Als ‘bondigheid […] het eerste kenmerk van stijl’ is,
bezit jij die. Zich samentrekken is een deugd
zoals bescheidenheid een deugd is.
Het is niet het aanbrengen van het een of ander
dat kan verfraaien,
noch de toevallige kwaliteit die ontstaat
als een bijverschijnsel van iets dat aardig gezegd wordt,
dat wij in stijl waarderen,
maar het principe dat verborgen ligt:
in het ontbreken van poten, ‘een methode van gevolgtrekkingen’;
‘een kennis van principes’,
in het merkwaardige fenomeen van je achterhoofdshoorn.

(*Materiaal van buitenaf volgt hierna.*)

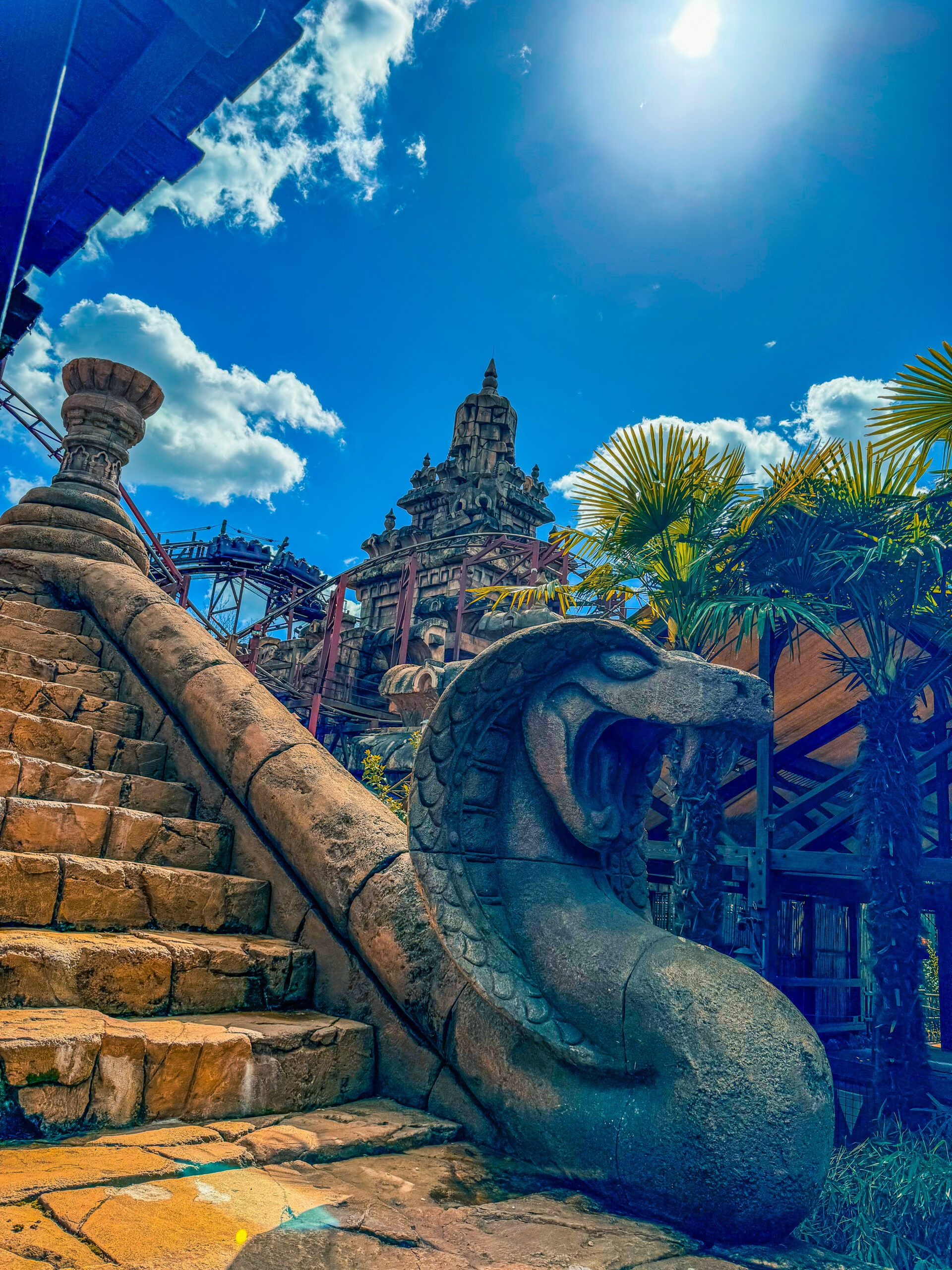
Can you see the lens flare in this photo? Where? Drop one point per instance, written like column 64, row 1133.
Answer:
column 695, row 33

De Amerikaanse dichteres Marianne Moore richt zich met haar gedicht ‘Aan een slak’ (hier in de vertaling van J. Bernlef) tot een ‘je’, waarmee het weekdier in kwestie wordt bedoeld. Alsof slakken dat kunnen begrijpen, alsof slakken kunnen lezen; zet ze op de bladzijde en ze laten je zien wat jij niet kunt! Maar daar stoor ik me niet aan, integendeel, want Marianne Moore, zo laat haar gedicht zien, heeft naar haar slak gekeken zoals het moest, met en door haar woorden heen en weer terug, en ze heeft zich verbaasd over de slak, over diens ‘methode van gevolgtrekkingen’, ‘over het merkwaardige fenomeen van je achterhoofdshoorn.’ Geweldig en prachtig vind ik zo’n bewegend gedicht, met heel mijn hart dat mijn brein ter beloning van extra bloed voorziet. Mogelijk ervaart niet iedereen dat op die manier, maar er staat in elk geval geen onzin.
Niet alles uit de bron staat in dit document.